In exploring definitions of nest, I found that as soon as the word nest is associated with humans, a shadow side emerges: a place filled with undesirable people, activity or things; a place or situation that is full of bad people or activities; or a place that fosters something undesirable. The examples: a nest of spies, a nest of thievery. It certainly is the case that as more and more good things happen in the city, more bad things will also take place. The city is not a perfect phenomenon. Our work in cities must acknowledge and attend to the healthy and unhealthy aspects of our nest. Which do we wish our city nests to nurture?

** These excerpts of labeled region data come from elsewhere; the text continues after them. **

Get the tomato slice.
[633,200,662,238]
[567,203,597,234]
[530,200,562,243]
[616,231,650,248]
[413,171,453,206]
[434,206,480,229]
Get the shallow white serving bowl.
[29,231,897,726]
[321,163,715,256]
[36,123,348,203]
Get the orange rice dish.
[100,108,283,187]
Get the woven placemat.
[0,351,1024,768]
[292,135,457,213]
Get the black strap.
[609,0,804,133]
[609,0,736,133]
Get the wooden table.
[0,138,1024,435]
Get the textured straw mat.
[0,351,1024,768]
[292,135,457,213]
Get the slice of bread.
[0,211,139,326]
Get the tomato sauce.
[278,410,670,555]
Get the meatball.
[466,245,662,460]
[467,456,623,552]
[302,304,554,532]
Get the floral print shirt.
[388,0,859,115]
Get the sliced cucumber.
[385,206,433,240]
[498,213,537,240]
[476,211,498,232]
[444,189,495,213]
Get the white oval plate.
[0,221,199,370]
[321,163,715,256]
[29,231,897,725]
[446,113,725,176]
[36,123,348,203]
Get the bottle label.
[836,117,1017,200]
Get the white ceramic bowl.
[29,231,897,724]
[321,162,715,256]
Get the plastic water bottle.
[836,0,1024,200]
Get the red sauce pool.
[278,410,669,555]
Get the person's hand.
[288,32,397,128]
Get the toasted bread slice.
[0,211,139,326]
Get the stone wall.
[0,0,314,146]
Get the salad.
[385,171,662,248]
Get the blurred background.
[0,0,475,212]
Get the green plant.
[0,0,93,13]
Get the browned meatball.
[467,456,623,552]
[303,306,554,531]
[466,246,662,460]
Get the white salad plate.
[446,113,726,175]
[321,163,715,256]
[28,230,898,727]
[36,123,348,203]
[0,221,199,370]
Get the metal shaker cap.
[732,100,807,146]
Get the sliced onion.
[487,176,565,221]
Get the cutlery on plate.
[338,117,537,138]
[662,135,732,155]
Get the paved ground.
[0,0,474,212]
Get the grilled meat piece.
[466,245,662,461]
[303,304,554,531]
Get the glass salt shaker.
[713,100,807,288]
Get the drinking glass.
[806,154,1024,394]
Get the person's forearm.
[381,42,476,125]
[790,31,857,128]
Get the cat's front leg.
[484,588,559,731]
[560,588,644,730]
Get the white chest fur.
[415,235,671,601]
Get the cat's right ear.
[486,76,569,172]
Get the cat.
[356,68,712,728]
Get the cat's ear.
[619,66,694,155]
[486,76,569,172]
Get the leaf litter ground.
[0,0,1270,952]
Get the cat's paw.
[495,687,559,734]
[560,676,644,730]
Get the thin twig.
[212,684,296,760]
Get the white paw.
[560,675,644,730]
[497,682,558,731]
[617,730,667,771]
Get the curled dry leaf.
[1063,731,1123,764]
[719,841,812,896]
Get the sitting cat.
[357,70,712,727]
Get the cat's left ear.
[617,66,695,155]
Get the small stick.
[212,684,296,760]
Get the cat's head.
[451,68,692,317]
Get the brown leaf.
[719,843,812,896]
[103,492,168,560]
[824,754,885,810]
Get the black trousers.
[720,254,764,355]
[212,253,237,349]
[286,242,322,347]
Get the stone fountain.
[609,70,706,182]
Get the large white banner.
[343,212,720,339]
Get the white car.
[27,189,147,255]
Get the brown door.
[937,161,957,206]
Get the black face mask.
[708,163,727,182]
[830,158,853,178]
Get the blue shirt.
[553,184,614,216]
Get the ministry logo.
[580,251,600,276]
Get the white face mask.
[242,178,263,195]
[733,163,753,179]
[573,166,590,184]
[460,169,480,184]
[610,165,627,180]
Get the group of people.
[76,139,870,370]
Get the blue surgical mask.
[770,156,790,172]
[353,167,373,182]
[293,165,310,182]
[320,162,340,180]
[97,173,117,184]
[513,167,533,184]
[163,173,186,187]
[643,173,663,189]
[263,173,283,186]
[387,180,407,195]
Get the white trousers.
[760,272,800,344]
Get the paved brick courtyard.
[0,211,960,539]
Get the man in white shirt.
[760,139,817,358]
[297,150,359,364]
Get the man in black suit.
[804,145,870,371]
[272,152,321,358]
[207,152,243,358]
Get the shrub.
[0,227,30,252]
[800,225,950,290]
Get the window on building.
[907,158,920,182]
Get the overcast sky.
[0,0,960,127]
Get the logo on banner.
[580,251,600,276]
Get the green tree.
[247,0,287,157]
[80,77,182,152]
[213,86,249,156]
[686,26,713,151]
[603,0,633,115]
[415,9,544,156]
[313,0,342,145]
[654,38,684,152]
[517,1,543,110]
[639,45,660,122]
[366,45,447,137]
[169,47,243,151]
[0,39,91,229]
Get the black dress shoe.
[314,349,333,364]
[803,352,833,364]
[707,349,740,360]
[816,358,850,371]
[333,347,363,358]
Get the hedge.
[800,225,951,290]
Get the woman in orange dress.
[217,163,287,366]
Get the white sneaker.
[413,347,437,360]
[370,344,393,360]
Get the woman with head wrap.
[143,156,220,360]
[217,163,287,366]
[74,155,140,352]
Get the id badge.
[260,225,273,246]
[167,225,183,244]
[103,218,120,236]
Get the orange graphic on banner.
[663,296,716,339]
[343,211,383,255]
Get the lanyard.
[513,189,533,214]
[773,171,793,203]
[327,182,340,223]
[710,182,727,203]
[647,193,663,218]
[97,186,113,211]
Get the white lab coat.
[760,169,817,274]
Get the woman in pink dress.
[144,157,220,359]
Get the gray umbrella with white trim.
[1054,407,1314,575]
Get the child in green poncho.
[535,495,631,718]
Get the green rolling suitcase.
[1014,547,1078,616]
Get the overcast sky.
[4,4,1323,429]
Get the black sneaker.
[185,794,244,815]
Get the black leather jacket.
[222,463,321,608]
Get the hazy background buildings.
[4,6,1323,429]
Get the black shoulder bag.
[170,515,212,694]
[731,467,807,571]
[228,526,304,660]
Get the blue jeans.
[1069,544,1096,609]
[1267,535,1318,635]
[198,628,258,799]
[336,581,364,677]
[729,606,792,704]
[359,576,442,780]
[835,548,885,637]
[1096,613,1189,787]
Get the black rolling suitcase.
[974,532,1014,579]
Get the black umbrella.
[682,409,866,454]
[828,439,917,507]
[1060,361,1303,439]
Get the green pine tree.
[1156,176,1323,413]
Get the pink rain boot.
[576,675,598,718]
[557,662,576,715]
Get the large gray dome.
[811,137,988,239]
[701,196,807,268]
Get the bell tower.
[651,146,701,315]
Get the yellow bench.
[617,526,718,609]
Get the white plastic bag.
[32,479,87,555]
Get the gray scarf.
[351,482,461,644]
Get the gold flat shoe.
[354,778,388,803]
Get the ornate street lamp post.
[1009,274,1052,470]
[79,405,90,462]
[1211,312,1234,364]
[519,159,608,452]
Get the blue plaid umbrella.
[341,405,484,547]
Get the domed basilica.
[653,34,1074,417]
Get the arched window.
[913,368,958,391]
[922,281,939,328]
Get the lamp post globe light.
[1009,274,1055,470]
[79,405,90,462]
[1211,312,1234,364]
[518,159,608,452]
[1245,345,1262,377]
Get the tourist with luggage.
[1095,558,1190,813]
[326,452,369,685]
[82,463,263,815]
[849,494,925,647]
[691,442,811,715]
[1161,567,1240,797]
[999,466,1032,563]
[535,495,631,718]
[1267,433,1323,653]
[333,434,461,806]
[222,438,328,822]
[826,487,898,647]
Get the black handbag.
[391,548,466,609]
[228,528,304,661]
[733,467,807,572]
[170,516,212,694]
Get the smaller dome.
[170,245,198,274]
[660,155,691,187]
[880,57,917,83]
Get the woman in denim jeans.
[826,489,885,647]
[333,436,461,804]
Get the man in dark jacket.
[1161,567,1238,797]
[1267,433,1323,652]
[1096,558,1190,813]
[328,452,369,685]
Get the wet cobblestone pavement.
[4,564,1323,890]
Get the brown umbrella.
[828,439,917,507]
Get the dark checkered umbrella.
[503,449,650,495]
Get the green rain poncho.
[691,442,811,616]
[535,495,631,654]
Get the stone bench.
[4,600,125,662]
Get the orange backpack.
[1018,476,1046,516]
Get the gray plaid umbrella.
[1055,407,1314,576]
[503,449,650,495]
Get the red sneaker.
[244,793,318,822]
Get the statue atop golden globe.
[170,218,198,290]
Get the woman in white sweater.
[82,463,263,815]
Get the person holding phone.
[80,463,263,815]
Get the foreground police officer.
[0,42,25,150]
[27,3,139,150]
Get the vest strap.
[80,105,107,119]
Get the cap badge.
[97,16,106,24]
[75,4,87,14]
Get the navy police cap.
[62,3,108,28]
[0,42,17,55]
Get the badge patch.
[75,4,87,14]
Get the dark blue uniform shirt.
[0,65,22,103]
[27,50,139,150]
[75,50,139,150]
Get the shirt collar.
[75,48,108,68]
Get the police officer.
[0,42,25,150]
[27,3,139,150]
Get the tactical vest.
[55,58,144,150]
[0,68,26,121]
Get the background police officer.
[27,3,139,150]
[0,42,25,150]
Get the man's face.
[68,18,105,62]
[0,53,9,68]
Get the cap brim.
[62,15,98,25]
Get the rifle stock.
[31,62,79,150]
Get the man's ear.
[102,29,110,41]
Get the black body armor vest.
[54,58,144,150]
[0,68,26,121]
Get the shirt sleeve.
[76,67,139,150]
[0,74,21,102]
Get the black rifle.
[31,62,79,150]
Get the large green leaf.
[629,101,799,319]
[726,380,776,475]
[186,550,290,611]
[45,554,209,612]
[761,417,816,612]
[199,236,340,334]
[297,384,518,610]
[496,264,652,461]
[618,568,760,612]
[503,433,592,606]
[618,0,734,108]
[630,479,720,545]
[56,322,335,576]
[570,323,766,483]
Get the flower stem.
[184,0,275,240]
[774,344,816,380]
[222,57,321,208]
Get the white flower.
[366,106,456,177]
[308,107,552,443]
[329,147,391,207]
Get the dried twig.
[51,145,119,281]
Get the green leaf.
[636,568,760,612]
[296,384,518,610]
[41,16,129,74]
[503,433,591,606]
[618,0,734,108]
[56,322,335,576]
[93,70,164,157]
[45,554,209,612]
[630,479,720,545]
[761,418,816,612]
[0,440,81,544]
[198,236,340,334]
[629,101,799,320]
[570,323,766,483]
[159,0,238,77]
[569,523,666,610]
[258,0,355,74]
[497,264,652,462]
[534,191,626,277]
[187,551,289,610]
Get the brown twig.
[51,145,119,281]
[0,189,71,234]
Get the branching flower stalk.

We build our nest cities to serve ourselves – to survive and thrive. We build our nest cities to allow us to grow and develop – to emerge into what we need to be in order to survive and thrive. We have a choice about whether to create cities that serve us poorly or well. They are the place from which we leap to new ways of thinking, making and doing new things. They are the place from which we fly to new nests, as we reshape our cities and what happens in them now at an unprecedented rate.
As we think about our nest cities and our relationship with them, we must consider the nested hierarchy of systems that make up the city (Figure A). (Three posts have explored the nested hierarchy of city systems: Work at scale to serve the city, The development of cities is a survival skill, and Cities: the result of our evolving interaction with our habitat.) A city is full of similar things of different sizes that fit inside each other, where the smaller element fits in a lower position in a hierarchy: a nest of tables, organisms classified in a series of nested sets. This involves a set of things in graduated sizes that fit together. The notion of hierarchy offers yet another way of looking at the city and its systems.
There is a lot for a Nest City to hold. It is simple and complex and it is ever changing. Knowing this changes how we look at our cities. It changes how we design our cities. It changes the very process by which we create our cities. Nest City requires us to host ourselves and our evolution well.